You are viewing a plain text version of this content. The canonical link for it is here.
Posted to pylucene-dev@lucene.apache.org by Andi Vajda <va...@apache.org> on 2017/03/19 20:42:01 UTC

python 3 support is checked into trunk

I just now checked in support for Python 3 (3.5+), built and tested on
Mac OS X 10.12 only, with Python 3.6. Linux support should be next. I have no
access to Windows anymore and thus can't test support there.

I manually integrated/merged/changed/fixed the patches proposed by Rdiger
Meier and Thomas Koch earlier as well as the much older experimental branch
I checked in many years ago.

I refactored the JCC egg's structure, splitting it into two parts, one for
Python 2 support (jcc2, _jcc2, helpers2) and one for Python 3 (jcc3, _jcc3,
helper3).
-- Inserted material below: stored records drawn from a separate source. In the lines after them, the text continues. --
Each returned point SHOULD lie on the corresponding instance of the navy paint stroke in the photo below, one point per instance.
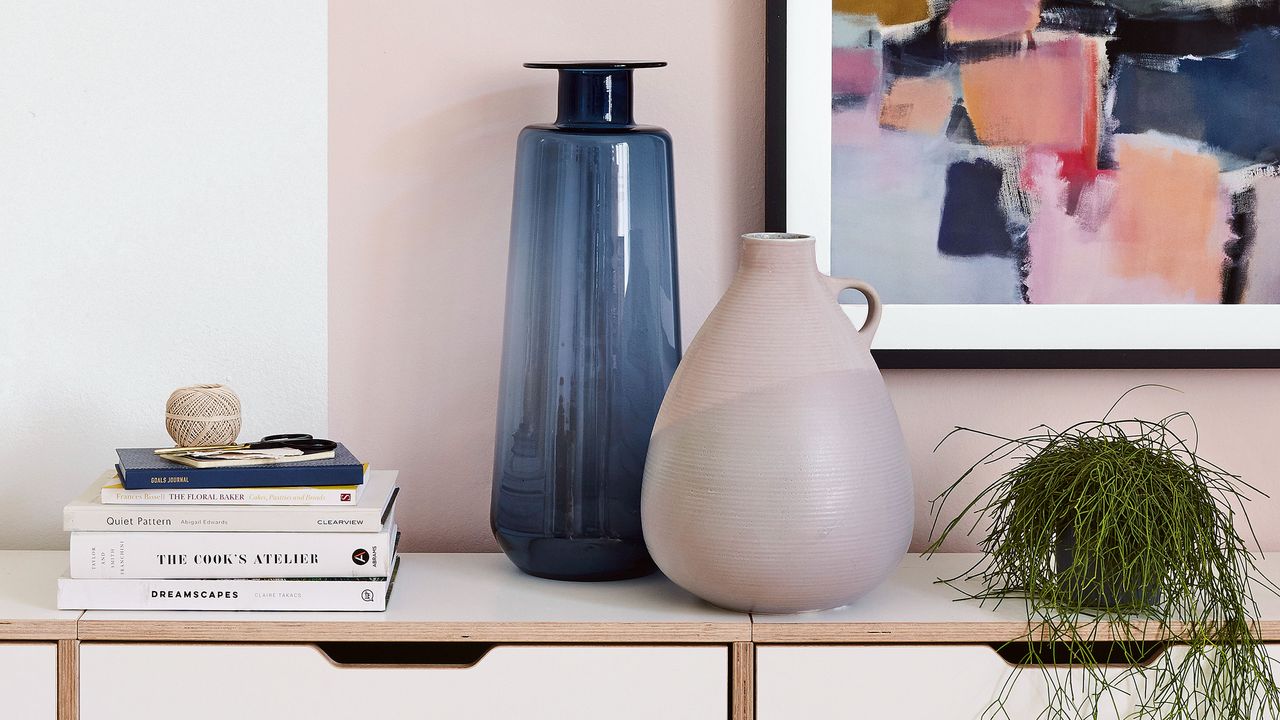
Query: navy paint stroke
(1237, 98)
(973, 222)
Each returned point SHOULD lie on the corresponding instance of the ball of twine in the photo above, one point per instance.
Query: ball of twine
(206, 414)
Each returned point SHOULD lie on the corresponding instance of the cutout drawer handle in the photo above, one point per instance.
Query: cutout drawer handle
(456, 655)
(1097, 652)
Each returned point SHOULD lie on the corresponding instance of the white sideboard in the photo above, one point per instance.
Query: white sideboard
(37, 642)
(469, 636)
(464, 636)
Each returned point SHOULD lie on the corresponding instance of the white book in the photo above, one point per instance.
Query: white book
(233, 555)
(114, 493)
(291, 595)
(88, 514)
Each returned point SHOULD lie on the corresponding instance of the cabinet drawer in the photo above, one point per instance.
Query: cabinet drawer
(905, 683)
(261, 682)
(28, 680)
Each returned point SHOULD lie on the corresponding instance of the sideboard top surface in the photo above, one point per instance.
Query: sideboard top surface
(481, 597)
(912, 606)
(27, 589)
(461, 597)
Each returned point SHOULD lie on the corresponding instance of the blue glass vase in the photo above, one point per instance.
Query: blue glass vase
(592, 336)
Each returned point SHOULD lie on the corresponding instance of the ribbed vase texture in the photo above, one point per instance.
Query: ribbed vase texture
(777, 477)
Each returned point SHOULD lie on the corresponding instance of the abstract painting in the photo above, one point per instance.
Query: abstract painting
(1057, 151)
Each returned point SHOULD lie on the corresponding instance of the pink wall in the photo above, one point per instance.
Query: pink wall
(425, 103)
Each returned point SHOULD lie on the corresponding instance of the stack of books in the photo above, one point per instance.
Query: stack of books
(155, 534)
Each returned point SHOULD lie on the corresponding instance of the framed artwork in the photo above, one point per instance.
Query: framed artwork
(1038, 183)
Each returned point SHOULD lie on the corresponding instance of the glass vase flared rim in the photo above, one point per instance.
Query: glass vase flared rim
(595, 64)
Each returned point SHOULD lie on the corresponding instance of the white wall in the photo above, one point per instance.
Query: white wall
(163, 199)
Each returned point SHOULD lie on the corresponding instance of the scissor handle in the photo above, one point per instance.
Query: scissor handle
(287, 437)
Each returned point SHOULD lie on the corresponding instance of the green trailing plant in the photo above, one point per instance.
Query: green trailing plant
(1119, 537)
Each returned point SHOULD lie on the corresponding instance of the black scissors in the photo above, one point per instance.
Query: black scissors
(296, 441)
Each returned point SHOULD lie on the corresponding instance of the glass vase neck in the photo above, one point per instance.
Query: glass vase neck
(594, 95)
(594, 98)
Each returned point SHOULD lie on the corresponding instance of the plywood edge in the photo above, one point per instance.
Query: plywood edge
(269, 630)
(68, 679)
(743, 682)
(37, 629)
(936, 633)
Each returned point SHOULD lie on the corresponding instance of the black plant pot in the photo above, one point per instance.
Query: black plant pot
(1093, 586)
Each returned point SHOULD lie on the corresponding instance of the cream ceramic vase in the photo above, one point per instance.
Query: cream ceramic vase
(777, 477)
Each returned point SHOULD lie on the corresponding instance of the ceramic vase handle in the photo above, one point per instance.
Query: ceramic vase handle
(873, 304)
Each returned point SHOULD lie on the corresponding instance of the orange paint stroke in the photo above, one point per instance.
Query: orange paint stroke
(1169, 215)
(1040, 96)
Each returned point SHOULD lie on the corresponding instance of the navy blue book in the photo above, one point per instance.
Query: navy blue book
(142, 469)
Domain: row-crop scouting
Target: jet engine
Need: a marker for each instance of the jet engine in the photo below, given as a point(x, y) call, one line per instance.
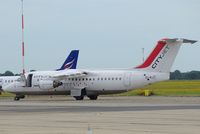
point(49, 84)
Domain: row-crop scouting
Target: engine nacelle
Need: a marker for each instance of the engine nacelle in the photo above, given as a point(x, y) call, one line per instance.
point(46, 84)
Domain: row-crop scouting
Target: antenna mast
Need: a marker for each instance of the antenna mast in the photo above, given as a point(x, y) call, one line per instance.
point(23, 66)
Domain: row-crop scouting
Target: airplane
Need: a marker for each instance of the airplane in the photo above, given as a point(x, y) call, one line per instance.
point(91, 83)
point(69, 63)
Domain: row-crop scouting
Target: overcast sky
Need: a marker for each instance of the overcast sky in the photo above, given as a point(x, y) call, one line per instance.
point(108, 33)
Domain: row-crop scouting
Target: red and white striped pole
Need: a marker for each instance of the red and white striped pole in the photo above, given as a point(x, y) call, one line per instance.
point(23, 66)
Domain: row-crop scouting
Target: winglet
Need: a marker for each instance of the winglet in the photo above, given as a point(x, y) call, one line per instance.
point(71, 61)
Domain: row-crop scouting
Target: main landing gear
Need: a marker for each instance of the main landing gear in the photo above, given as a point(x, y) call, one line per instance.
point(93, 97)
point(18, 97)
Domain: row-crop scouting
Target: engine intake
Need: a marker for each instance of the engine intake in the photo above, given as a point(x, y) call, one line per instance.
point(57, 84)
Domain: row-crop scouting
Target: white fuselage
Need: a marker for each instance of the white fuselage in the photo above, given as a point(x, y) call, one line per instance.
point(96, 82)
point(7, 80)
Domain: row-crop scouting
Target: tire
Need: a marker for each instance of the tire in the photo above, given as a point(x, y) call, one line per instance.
point(93, 97)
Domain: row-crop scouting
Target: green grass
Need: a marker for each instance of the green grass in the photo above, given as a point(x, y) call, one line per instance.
point(170, 88)
point(167, 88)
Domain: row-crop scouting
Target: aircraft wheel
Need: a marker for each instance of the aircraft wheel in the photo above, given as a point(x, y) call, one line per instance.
point(79, 97)
point(16, 98)
point(93, 97)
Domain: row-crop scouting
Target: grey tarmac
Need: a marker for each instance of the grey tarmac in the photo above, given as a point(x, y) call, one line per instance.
point(112, 115)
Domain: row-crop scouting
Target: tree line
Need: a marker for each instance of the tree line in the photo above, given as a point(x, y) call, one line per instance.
point(176, 75)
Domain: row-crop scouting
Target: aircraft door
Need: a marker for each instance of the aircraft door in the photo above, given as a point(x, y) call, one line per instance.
point(127, 79)
point(29, 80)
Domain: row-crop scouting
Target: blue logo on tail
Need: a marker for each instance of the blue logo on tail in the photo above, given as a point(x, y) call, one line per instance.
point(71, 61)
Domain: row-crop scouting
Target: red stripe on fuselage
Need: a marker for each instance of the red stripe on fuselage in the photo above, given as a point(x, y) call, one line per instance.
point(160, 45)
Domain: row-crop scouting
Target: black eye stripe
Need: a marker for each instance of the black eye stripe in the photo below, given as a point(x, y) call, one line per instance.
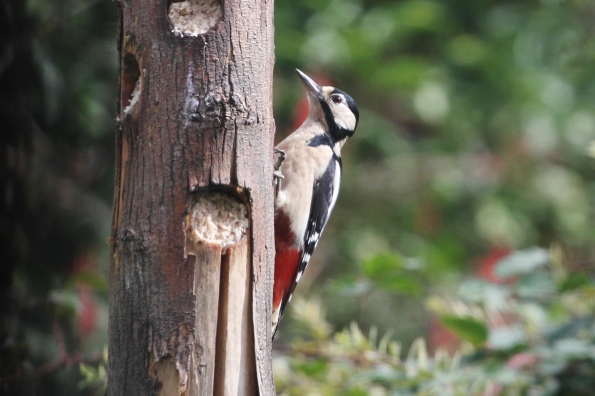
point(336, 99)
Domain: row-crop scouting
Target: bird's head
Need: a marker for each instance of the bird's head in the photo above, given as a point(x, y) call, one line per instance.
point(332, 107)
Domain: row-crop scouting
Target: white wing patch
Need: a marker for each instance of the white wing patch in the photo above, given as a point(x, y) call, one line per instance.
point(337, 183)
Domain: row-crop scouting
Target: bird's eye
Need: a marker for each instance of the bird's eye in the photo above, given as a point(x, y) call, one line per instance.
point(337, 99)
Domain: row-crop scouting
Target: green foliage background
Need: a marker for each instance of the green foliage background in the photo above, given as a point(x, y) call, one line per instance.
point(474, 135)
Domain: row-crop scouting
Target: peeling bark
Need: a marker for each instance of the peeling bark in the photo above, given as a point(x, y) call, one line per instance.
point(194, 115)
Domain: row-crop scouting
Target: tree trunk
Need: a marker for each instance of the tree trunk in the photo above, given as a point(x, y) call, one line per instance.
point(192, 235)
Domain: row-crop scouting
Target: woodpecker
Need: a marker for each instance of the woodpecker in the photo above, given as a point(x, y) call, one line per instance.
point(308, 184)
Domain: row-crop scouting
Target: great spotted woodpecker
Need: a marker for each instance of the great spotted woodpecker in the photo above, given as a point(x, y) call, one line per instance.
point(309, 178)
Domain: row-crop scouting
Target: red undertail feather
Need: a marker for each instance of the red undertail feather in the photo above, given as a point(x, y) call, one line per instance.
point(287, 257)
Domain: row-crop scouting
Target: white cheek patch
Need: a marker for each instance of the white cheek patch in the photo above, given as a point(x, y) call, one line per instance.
point(344, 117)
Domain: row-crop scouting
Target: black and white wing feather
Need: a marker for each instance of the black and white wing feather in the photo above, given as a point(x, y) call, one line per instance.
point(324, 196)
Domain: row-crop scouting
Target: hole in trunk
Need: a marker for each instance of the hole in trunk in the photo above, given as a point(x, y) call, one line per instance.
point(194, 17)
point(131, 83)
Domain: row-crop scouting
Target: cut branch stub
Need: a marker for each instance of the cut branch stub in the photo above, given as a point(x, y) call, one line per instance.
point(217, 234)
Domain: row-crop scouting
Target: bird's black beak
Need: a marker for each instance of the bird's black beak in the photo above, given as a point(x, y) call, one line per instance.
point(312, 88)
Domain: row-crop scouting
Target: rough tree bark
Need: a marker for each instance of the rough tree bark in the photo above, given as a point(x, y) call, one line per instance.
point(189, 312)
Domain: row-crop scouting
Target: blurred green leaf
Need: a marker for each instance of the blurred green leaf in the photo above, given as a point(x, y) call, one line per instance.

That way, less conditional code is required and Python 3 support can
proceed unshackled.
There still is only one egg for JCC, called jcc.
MANIFEST.in was updated accordingly (but is still untested).

Similarly, the PyLucene tests got split into test2 and test3.

This is still work in progress but it seems to work well on Mac OS X, so far.
All tests pass.

I intend to work next on support for Linux.
Someone with access to Windows, please help test/fix/finish support for
Python 3 on Windows, both with the MSVC and Mingw compilers.
I have no access to Windows anymore. 
I expect to mostly work but with caveats on building the libjcc3.dll with the
version of setuptools included in Python 3.6.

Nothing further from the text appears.